The Scottish Professional Football League is considering the use of facial recognition technology at stadiums to help combat anti-social behaviour.
The SPFL has set up a working group to examine the issue of unacceptable conduct.
And it is understood that they would seek financial assistance from the Scottish government.
The facial recognition system was mentioned at a meeting of all 42 clubs on Tuesday.
The debate over the extent to which clubs should be held accountable for the conduct of their followers has been sparked by recent incidents involving Rangers, Celtic and Dundee United supporters.
Hibernian's visit to Ibrox on 28 December was marred by sectarian chants from the home end, while there were complaints of sectarian songs during Celtic's Scottish Cup trip to Stranraer.

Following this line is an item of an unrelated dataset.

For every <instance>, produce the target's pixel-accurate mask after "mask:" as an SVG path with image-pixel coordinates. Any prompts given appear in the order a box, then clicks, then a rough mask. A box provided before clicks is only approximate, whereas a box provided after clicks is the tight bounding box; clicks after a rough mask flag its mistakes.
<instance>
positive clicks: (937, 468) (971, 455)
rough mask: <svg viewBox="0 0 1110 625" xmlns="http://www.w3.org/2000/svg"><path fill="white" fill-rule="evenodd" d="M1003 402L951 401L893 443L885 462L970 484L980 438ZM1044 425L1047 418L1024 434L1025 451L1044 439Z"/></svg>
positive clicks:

Celtic and Dundee United have both condemned their own fans for setting off pyrotechnics.
SPFL board member Mike Mulraney revealed there was not appetite to introduce new strict liability rules.
The Alloa chairman said there is "no chance whatsoever" of clubs agreeing to regulations that could see them punished for the conduct of supporters regardless of whether the club itself is to blame.

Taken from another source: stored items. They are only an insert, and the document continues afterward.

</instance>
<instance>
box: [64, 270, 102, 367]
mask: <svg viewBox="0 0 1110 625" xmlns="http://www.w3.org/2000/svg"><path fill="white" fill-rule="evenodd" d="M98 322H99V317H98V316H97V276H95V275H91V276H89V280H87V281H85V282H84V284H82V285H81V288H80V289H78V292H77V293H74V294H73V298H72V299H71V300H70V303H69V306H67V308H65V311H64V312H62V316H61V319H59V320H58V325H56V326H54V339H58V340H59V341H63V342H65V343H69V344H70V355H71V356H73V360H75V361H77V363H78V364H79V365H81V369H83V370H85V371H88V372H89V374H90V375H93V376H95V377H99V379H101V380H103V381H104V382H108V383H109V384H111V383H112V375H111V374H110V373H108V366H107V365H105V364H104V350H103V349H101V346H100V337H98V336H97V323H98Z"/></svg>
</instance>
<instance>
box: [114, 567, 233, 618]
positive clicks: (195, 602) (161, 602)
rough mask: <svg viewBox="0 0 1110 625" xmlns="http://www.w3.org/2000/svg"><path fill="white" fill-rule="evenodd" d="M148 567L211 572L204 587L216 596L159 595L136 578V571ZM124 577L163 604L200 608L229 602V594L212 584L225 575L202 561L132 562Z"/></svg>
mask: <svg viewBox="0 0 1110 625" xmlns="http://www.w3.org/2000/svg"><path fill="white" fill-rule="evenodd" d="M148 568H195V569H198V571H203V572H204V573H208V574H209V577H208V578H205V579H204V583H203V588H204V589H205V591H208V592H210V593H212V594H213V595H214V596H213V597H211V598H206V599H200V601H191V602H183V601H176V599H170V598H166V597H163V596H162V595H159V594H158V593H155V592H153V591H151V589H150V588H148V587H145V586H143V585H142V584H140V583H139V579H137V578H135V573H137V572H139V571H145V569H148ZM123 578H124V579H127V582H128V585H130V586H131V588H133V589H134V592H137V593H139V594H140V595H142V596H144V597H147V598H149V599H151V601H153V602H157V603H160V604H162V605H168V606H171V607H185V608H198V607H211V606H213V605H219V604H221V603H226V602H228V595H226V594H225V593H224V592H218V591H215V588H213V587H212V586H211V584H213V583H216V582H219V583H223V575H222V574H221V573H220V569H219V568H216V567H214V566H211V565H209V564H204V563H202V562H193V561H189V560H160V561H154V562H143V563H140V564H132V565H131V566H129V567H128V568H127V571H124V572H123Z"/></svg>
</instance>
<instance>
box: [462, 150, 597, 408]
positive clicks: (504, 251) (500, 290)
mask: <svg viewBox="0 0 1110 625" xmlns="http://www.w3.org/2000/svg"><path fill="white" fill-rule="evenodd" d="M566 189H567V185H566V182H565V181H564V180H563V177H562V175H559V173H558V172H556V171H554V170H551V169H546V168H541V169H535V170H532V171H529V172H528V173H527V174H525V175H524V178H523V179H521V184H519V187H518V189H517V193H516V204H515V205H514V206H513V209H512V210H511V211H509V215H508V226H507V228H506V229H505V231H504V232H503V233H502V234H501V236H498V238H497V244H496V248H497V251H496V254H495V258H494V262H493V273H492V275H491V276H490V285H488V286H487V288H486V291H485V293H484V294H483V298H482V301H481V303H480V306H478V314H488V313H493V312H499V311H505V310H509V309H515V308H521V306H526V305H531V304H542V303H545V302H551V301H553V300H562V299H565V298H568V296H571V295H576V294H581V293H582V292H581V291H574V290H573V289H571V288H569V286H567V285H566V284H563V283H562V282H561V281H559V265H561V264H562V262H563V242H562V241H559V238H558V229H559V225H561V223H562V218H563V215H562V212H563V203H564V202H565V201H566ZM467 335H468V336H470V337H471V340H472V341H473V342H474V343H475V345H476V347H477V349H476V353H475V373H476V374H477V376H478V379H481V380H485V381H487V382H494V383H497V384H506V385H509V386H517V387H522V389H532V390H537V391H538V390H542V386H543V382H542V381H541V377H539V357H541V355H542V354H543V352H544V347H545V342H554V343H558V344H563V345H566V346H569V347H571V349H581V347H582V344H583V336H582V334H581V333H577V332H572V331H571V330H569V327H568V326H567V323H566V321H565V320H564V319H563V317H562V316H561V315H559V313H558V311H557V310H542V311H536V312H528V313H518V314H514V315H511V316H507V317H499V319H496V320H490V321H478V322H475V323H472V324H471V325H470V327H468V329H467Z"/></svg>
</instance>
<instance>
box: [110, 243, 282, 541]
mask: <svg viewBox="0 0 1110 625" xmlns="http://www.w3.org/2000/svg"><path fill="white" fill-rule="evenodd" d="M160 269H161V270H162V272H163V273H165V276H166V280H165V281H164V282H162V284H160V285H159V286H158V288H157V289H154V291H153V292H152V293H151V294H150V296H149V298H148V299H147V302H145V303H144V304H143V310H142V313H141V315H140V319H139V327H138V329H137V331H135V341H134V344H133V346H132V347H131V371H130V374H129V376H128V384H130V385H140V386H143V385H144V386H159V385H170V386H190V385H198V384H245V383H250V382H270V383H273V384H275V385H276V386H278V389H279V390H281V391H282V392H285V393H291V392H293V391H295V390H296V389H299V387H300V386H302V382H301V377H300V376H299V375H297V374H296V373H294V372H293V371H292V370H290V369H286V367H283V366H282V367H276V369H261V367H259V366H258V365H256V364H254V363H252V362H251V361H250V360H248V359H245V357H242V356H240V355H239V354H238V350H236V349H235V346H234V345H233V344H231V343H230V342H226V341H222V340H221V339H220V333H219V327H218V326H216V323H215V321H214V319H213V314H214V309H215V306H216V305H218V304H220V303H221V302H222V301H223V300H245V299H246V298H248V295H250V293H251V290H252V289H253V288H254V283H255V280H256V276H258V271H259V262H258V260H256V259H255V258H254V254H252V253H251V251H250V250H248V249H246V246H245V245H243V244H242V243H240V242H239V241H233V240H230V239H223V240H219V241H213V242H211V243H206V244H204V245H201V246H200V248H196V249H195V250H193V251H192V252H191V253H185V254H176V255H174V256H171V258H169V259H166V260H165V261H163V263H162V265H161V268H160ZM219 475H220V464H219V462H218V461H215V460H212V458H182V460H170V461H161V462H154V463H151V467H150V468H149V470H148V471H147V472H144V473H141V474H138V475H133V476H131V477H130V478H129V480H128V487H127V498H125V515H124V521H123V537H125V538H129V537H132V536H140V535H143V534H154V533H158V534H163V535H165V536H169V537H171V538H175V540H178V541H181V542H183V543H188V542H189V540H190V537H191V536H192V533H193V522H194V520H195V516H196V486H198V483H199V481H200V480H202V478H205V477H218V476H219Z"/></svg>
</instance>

A spokesman for the league body said: "The SPFL is working with government and other partners with the aim of establishing a workable solution to help rid our football grounds of unacceptable conduct.
"This work is at an early stage and is not being led by any one club.

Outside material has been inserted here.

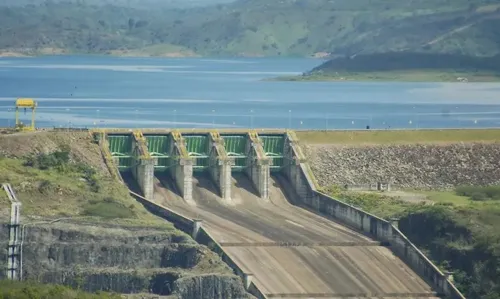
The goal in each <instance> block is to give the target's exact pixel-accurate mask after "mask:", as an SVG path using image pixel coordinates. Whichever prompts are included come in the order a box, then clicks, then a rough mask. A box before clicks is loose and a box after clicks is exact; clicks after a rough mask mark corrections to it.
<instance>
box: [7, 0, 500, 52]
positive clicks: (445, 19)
mask: <svg viewBox="0 0 500 299" xmlns="http://www.w3.org/2000/svg"><path fill="white" fill-rule="evenodd" d="M23 1H25V2H33V3H39V2H41V0H23ZM155 1H156V2H158V1H160V0H148V1H146V2H144V5H135V6H134V5H125V4H121V3H122V2H127V3H137V1H135V2H134V1H133V0H131V1H125V0H106V1H102V2H101V3H102V4H100V5H96V2H95V1H94V0H74V1H73V2H57V1H45V2H44V3H43V4H31V5H27V6H10V7H6V6H3V7H1V6H0V49H2V50H3V51H4V52H5V51H12V52H22V53H26V54H36V53H38V52H44V51H46V50H47V49H52V50H54V51H55V52H61V51H64V52H77V53H115V54H116V53H123V51H126V50H133V51H134V53H137V54H138V55H141V54H144V55H162V54H168V53H172V52H175V53H177V54H179V55H191V54H192V53H193V52H195V53H197V54H199V55H211V56H216V55H219V56H220V55H223V56H234V55H244V56H264V55H266V56H274V55H282V56H283V55H287V56H289V55H296V56H305V55H314V54H316V53H323V54H325V53H331V54H332V55H334V56H335V55H354V54H369V53H380V52H388V51H411V52H427V53H449V54H461V55H473V56H493V55H496V54H499V53H500V30H498V28H500V3H499V2H498V1H497V0H419V1H395V0H337V1H329V0H281V1H268V0H239V1H236V2H234V3H226V4H217V5H212V6H210V7H202V8H196V7H195V8H189V9H187V8H186V9H173V8H169V7H167V6H164V5H155V4H149V3H153V2H155ZM172 1H173V0H172ZM193 1H195V0H193ZM196 1H201V0H196ZM204 1H205V2H207V3H208V2H210V3H211V2H213V1H208V0H204ZM217 1H219V0H217ZM220 1H226V2H227V1H229V0H220ZM166 2H168V1H165V3H166ZM106 3H111V4H106ZM146 3H148V4H147V5H146ZM162 3H163V2H162ZM152 46H154V47H152ZM151 48H153V49H154V51H152V50H151ZM116 50H119V51H116Z"/></svg>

"The issue of unacceptable conduct is something that the SPFL, its board and its member clubs are absolutely committed to addressing.
"Recognising that certain behaviours are for society to face and address as a whole, we believe football can take a leading role in moving this issue forward for Scottish society."
The prospect of facial recognition technology has been met with scepticism from the Scottish Football Supporters' Association.
Chairman Simon Barrow said the fans' group is concerned by "a rushed move towards intrusive surveillance".
He added: "There needs to be careful consultation with fans and clubs, alongside wider consideration of how to deal effectively and proportionately with threatening and insulting behaviour.
"The best way forward will involve working with the great majority of supporters who deplore such abuses, rather than making them feel under accusation themselves."